Update: Ionity has been in touch to ask us to clarify this story. We attributed the assertion that Volvo, PSA, Fiat and JLR are in talks to join the Ionity network to Ionity’s CEO Michael Hajesch, but Ionity say this assertion is from SZ’s sources. For clarity, we have published the email we had from Ionity at the end of this article. Ionity has not refuted the story.The Ionity Fast Charge Network is a joint venture by BMW, Mercedes, VW and Ford to build a network of fast charge stations across Europe to deliver a fast charge network for electric cars, which will allow EV drivers to travel the length and breadth of Europe and always be able to recharge their batteries – and recharge them quickly.
Ionity’s big mission is to roll out 400 fast charging stations across Europe – including the UK – offering charging rates of up to 350kWh and do all that by 2020. They’ve started – the first Ioniq EV Charging Station has just opened in Germany – and they have 20 other sites all agreed. But that still leaves another 379 sites to secure permits and build in the next two years. But if anyone can hustle agreements from local authorities across Europe in record time, it will be the Germans.
But Ionity’s mission isn’t just to ‘Do a Tesla’ and build a network to charge their own high-performance electric cars – like the Porsche Mission E – but to build a network of charging stations which offer universal charging to a common standard.
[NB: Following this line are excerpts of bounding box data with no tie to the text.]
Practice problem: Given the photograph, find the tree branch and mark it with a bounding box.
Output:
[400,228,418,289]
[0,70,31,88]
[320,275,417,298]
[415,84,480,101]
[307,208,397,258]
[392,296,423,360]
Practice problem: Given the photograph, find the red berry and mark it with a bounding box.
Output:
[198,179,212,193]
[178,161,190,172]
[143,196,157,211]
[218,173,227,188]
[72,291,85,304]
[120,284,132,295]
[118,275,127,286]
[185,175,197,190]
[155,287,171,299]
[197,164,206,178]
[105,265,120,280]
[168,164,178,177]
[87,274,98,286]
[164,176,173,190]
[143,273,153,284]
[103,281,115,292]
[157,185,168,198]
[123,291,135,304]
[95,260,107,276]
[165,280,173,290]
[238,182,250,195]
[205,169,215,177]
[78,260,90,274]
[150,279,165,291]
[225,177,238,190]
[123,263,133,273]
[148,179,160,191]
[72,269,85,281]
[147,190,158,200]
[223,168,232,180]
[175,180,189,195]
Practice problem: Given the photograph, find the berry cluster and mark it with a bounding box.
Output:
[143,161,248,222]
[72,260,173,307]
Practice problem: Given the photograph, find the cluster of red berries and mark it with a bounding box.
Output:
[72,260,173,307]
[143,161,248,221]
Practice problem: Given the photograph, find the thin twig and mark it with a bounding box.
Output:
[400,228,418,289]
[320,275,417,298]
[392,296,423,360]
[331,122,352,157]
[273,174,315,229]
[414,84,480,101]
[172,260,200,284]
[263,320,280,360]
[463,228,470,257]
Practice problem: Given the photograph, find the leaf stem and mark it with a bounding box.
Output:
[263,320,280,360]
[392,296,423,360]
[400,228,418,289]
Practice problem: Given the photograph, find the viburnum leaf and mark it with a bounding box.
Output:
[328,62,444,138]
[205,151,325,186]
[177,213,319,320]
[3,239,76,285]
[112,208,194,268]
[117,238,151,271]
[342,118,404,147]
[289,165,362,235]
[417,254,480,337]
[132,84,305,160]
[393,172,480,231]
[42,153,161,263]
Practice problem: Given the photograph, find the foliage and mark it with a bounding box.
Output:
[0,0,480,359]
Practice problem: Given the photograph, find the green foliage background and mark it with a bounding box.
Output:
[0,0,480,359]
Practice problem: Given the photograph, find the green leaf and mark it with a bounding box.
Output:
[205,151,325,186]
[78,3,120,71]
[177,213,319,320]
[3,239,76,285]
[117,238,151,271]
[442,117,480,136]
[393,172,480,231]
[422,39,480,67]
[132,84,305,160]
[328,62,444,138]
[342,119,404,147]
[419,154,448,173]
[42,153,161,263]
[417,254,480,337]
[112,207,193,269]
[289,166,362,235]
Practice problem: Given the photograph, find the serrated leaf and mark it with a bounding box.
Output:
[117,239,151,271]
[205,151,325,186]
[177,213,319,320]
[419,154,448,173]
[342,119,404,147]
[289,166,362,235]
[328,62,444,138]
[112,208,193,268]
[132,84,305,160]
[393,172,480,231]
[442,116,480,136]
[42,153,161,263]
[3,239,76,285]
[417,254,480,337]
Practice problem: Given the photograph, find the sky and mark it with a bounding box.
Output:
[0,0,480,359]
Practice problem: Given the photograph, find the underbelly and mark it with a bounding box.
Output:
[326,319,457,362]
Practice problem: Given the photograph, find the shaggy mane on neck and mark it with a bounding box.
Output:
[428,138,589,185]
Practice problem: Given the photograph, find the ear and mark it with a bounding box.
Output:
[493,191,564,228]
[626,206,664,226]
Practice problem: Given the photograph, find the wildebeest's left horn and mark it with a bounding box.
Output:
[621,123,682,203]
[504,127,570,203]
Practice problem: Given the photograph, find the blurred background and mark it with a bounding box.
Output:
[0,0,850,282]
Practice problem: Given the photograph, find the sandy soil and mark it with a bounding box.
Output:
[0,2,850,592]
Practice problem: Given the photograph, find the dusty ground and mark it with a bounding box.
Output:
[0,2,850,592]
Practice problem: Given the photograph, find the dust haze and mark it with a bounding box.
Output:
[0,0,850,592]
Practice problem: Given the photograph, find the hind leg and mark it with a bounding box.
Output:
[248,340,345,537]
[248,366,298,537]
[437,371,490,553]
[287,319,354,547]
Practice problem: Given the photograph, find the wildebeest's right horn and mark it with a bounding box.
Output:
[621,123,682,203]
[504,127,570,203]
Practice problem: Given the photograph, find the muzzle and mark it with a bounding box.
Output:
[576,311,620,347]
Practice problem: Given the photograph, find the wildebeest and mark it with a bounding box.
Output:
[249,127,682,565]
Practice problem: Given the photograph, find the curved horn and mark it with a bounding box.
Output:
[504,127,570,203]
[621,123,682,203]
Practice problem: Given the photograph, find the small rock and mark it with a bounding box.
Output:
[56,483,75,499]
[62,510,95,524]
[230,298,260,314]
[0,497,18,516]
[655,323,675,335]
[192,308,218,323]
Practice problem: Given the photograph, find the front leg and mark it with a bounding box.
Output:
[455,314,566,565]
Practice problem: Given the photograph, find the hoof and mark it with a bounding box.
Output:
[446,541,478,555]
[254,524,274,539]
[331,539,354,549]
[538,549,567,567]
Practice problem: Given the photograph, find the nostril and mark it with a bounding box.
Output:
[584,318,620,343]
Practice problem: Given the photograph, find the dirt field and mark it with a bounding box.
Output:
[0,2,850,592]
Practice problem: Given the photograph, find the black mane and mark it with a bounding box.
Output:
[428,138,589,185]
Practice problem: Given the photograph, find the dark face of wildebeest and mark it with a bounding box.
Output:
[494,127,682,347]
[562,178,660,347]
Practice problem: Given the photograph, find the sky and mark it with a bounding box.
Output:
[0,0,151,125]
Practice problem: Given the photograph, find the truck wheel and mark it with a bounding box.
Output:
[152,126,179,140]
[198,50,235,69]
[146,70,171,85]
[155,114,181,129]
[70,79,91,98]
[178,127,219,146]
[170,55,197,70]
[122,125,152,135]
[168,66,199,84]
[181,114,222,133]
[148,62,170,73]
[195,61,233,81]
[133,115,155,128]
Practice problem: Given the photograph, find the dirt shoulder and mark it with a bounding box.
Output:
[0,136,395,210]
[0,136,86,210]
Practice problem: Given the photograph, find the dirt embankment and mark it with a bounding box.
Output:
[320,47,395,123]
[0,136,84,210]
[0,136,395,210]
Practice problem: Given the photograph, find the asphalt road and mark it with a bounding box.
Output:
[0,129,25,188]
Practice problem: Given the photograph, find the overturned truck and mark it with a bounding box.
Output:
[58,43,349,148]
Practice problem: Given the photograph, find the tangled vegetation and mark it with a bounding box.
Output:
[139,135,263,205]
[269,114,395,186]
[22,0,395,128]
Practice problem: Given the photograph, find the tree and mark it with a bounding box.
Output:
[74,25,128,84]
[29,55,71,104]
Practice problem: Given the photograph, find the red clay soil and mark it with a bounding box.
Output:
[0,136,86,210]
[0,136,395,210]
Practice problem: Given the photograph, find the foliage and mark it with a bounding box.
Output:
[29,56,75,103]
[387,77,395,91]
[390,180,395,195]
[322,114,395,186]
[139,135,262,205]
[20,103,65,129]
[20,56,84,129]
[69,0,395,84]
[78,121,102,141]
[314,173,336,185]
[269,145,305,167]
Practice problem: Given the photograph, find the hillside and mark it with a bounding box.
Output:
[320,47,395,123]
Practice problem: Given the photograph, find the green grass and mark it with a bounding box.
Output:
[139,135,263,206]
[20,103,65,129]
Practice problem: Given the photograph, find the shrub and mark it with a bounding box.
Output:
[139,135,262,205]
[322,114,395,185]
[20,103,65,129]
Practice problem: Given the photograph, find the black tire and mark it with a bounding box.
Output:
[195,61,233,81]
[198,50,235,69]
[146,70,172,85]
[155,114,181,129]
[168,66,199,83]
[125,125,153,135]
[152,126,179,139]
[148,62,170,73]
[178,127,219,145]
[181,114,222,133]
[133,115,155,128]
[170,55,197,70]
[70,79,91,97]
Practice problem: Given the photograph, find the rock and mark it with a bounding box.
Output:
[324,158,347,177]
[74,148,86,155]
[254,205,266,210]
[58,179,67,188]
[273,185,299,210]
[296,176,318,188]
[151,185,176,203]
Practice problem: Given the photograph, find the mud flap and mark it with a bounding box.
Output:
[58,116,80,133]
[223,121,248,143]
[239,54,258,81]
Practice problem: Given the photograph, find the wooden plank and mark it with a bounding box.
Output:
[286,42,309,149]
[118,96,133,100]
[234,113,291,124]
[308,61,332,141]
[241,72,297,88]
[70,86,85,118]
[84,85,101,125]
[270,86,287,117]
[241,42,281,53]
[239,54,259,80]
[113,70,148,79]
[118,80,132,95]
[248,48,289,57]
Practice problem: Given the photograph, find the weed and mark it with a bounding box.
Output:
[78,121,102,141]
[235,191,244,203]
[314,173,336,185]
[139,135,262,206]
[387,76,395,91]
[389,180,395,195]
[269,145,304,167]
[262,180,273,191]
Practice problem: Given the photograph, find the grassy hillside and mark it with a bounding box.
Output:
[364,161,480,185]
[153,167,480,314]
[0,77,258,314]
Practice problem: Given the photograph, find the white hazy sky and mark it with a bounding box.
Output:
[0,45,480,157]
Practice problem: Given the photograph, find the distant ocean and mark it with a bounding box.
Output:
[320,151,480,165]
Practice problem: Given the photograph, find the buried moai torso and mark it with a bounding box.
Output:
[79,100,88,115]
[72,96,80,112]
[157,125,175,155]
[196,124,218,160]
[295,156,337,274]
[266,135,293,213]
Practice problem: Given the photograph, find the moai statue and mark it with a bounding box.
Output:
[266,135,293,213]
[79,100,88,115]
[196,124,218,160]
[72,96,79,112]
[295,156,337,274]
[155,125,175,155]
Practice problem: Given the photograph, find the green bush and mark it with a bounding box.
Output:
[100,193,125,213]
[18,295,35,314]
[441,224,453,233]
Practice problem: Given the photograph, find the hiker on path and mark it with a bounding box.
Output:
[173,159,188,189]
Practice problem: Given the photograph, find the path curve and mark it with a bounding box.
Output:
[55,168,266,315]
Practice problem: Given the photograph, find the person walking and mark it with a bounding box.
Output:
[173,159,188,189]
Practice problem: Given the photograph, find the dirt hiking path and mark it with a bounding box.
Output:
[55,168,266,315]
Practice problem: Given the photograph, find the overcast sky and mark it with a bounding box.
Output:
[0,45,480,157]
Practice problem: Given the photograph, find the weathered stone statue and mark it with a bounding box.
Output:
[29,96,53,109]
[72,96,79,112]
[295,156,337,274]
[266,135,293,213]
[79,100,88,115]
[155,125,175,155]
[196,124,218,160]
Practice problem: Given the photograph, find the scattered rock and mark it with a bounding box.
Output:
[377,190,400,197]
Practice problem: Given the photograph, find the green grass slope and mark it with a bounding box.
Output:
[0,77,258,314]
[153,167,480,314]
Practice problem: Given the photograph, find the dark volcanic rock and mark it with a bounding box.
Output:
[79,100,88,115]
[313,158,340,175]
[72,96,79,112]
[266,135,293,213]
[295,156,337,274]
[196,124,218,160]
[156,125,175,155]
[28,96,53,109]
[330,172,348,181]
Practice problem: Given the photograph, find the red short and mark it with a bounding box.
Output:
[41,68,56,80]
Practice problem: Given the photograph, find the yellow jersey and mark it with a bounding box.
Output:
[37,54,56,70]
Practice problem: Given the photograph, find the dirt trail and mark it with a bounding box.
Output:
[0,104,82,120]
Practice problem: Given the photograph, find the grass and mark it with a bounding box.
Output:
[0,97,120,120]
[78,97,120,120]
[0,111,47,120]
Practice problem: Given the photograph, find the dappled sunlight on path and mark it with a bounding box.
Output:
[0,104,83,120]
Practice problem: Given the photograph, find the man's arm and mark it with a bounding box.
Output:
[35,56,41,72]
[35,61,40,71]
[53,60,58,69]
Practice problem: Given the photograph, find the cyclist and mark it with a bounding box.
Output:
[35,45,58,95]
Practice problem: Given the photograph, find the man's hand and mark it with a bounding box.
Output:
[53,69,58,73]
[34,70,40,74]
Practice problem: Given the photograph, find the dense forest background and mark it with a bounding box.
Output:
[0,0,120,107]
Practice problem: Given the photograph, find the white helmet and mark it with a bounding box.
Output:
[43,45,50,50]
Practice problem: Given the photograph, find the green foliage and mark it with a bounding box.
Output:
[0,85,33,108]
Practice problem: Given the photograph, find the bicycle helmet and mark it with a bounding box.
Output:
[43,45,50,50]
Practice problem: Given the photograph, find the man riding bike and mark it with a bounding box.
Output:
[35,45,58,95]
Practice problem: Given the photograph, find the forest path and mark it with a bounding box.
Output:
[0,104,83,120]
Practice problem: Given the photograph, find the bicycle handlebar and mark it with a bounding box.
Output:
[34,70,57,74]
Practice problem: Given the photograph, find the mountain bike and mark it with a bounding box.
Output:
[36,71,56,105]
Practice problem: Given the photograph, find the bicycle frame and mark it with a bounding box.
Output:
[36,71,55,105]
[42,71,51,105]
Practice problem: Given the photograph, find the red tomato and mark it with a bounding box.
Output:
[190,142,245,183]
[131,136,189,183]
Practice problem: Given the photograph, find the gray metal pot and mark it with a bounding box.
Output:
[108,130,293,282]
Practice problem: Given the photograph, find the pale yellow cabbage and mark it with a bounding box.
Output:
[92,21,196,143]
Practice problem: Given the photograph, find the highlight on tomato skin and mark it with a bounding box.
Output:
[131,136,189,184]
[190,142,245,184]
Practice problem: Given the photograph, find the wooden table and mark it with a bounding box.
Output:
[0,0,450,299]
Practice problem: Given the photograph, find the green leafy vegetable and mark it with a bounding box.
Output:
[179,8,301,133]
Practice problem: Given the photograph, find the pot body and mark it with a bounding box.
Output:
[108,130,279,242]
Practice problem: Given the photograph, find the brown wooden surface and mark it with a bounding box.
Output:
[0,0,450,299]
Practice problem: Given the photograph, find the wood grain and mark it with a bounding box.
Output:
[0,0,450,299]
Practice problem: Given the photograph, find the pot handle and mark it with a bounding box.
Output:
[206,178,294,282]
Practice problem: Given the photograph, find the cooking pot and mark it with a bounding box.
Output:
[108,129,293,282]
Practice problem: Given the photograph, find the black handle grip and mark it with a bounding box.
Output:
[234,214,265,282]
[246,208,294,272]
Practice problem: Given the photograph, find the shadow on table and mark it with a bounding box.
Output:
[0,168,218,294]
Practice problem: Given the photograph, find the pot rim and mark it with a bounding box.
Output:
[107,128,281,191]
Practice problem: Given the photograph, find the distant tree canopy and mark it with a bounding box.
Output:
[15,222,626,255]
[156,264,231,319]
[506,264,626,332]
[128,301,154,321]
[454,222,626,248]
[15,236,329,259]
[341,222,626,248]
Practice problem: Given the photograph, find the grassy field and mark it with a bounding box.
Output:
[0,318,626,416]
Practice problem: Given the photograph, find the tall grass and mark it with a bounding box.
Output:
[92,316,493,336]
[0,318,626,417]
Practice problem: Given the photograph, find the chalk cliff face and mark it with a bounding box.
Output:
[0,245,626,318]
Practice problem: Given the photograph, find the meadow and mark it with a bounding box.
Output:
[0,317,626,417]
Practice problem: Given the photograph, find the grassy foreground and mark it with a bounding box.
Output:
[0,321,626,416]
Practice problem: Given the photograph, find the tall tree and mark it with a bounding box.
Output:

That means European CCS standard.
That currently excludes the CHAdeMO favoured by car makers like Nissan, and of course Tesla’s own Supercharger system, but this rollout could change minds (it’s all a bit ‘VHS and Betamax’) and it seems even Tesla are in talks with Ionity to make things compatible, especially by the time the Model 3 hits Europe.
But others are now joining the Ionity network – Shell, as we reported a while back, and Q8 are on-board – and Ionity are in talks to add Volvo, Fiat, PSA and Jaguar Land Rover to their partnership which will strengthen the offering and help establish CCS as the dominant plug-in connection across Europe, according to Ionity’s CEO Michael Hajesch, speaking to Germany’s Suddeutsche Zeitung.
When the network is complete it will eradicate range anxiety for drivers of electric cars – especially high-end electric cars like the Porsche Mission E, Jaguar I-Pace, Mercedes EQ C and Audi e-tron – and finally make EVs a proper alternative to ICE cars although, for those big battery premium cars, it will be a necessity as the option of charging at home will be pretty impractical.
And, we wouldn’t be surprised to find, charging your high-powered EV won’t be exactly cheap.
Statement from Ionity
This statement is cropping up quite frequently:
“Ionity are in talks to add Volvo, Fiat, PSA and Jaguar Land Rover to their partnership which will strengthen the offering and help establish CCS as the dominant plug-in connection across Europe, according to Ionity’s CEO Michael Hajesch, speaking to Germany’s Suddeutsche Zeitung.”
Unfortunately this is misleading. In the original SZ article , the newspaper makes reference to internal newspaper sources to back up this claim. This is not a statement that was made by Michael Hajesch in the interview. I would be grateful if you could correct this accordingly.